Display case with a banner "Going Global: IPUMS International" and memorabilia from around the world
The display case at IPUMS HQ

A new exhibit, “Going Global: IPUMS International,” is now on display at IPUMS headquarters, housed at the University of Minnesota. The exhibit features pieces that tell the history and scope of IPUMS International.

Beginning in 1999 with a social science infrastructure grant from the National Science Foundation, IPUMS International had a simple yet audaciously ambitious goal: preserve the world’s microdata resources and democratize access to those resources. Twenty-four years later, the goals are: collecting and preserving census and survey data and documentation; harmonizing those data; and disseminating the harmonized data free of charge. The data series includes information on an impressive range of population characteristics, including fertility, nuptiality, life-course transitions, migration, labor-force participation, occupational structure, education, ethnicity, and household composition.

Dr. Bob McCaa standing behind a table with stacks of paper
Dr. Bob McCaa

Source data for IPUMS International are generously provided by participating national statistical offices. Our staff develop and nurture relationships with representatives of NSOs from around the world. As IPUMS International got underway, co-principal investigator Dr.
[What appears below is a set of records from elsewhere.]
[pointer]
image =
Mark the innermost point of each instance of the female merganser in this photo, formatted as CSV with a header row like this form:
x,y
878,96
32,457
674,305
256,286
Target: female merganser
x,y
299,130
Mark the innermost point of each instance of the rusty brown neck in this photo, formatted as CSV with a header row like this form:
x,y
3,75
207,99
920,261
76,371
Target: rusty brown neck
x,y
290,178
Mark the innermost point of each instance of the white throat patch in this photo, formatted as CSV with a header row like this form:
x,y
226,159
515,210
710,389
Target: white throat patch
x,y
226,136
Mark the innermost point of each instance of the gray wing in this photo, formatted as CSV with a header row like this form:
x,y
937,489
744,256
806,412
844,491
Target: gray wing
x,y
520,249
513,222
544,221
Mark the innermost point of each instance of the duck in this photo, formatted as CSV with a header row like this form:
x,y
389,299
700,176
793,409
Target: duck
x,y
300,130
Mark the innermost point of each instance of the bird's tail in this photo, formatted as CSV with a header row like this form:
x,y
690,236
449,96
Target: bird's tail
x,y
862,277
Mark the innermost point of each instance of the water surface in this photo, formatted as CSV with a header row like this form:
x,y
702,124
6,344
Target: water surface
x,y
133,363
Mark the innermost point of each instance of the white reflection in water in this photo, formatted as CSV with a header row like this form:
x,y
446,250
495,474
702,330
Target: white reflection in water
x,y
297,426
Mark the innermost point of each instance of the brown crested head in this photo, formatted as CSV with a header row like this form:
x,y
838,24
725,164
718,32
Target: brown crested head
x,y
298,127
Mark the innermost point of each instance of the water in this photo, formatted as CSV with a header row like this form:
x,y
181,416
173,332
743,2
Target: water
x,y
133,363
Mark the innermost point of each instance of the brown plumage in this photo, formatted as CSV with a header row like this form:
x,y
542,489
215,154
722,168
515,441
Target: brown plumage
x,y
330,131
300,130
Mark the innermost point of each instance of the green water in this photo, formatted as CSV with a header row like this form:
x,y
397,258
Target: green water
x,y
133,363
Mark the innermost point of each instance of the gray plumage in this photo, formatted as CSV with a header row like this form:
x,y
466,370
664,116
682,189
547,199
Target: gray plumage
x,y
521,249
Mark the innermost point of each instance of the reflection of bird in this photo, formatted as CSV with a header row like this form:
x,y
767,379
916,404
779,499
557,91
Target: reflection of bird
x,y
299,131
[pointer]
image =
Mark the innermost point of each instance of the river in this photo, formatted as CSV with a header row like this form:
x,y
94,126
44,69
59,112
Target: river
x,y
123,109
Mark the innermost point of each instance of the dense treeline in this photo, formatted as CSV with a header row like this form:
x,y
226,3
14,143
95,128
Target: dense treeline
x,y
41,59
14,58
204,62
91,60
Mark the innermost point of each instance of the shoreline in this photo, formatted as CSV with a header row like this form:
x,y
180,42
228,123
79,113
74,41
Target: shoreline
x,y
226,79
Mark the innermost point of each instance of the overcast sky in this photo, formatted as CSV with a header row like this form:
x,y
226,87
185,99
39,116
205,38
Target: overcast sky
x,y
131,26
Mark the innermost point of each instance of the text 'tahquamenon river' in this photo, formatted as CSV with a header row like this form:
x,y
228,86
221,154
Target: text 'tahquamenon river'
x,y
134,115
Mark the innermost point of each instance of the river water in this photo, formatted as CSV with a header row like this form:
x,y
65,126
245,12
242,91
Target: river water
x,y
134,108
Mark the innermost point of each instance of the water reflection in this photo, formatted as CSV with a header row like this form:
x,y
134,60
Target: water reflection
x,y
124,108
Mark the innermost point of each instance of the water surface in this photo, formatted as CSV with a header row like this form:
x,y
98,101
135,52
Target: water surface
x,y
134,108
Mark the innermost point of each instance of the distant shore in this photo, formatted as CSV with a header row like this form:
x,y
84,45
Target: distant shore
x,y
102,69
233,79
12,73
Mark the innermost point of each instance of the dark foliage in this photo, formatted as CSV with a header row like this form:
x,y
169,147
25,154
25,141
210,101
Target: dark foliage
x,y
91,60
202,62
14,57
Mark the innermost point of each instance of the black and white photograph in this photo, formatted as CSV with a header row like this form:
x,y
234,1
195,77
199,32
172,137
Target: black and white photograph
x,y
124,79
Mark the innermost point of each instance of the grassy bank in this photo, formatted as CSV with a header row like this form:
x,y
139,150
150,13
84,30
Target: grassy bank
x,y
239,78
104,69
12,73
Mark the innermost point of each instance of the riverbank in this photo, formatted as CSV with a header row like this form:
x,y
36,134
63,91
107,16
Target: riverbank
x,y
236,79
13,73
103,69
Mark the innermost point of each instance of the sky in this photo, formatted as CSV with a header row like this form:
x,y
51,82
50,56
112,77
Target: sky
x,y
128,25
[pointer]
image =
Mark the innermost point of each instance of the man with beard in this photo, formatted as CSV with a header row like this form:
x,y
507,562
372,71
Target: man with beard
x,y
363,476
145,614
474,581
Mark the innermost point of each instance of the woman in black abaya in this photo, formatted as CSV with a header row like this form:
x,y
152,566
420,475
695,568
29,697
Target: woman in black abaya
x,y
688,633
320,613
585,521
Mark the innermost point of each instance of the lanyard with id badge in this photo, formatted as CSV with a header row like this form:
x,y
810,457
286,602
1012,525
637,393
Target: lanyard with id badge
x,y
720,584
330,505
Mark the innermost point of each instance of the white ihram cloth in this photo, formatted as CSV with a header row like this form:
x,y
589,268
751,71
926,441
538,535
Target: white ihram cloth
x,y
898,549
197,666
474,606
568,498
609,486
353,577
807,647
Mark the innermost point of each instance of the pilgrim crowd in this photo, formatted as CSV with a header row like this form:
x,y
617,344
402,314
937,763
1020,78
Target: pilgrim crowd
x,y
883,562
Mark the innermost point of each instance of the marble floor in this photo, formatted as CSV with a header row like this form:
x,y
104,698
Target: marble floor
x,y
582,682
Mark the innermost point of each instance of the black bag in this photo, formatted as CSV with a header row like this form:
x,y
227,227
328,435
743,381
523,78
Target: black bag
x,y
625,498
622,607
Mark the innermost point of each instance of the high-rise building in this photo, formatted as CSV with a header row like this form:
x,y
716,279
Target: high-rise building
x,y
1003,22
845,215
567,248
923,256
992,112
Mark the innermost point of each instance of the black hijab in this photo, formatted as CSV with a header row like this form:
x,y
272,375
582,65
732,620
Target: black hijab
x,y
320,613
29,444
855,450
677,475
Bob McCaa, University of Minnesota Department of History, “proved to have formidable persuasive powers and managed to convince . . . agency directors of the benefits of preservation and access to scientific information.” Over time, IPUMS International developed a team of research scientists articulating to a broad international audience the significance of the IPUMS data collection, harmonization, and preservation work. Today, an NSF advisory committee, senior personnel including research scientists and data analysts, an external advisory panel, and graduate and undergraduate research assistants all support the work of IPUMS International.